Listening to Kay and Joe’s interesting encounters told with wit, Irish Country Living almost forgets to ask their thoughts on ageing. As always, the couple keep each other on their toes (key to a happy marriage by all accounts).

“I think a lot of it’s in the mind,” Joe muses.

“Not really Joe,” Kay counters, “because if you keep yourself fit and you eat healthily that’s what makes the difference.”

In the end, they settle that both a positive mental attitude and healthy eating alongside exercising are equally important. They don’t eat any rubbish and clearly get plenty of physical activity.

“You don’t think about it (ageing) really,” Kay reflects. “You know you’re going to slow down, you’re not as fast now as you were four or five years ago. But I mean, you’re still doing it. The way I look at it, it doesn’t really matter what time you do, as long as you finish. Aim to finish and that’s all I ever do. If you have a good run, that’s good and if you have a bad run, what the heck, you finished.

“You come to a certain peak and you’ll start going backwards then instead of forwards. But the mind stays the same. You say: ‘Oh yeah, I ran past her and she’s only 24’. I know she’s only starting and all the rest, but you can still get past them, you’re still not last.

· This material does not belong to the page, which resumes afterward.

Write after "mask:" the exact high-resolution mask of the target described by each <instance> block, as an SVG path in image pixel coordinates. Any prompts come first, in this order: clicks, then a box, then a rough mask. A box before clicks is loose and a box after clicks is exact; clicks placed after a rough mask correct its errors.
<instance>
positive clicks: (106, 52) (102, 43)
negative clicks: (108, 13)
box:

Even if you’re last, so what really. But I haven’t been last yet anyway,” she laughs.

Joe, well he’s still in essence the same lad who hurled in Kinvara all those years ago. “I don’t feel any different mind wise now than I did when I was 21.

“There’s a run in Oylegate in August, we’ll probably do the 10k. But even last night we were saying that we might train up and do a half marathon in October in Galway.”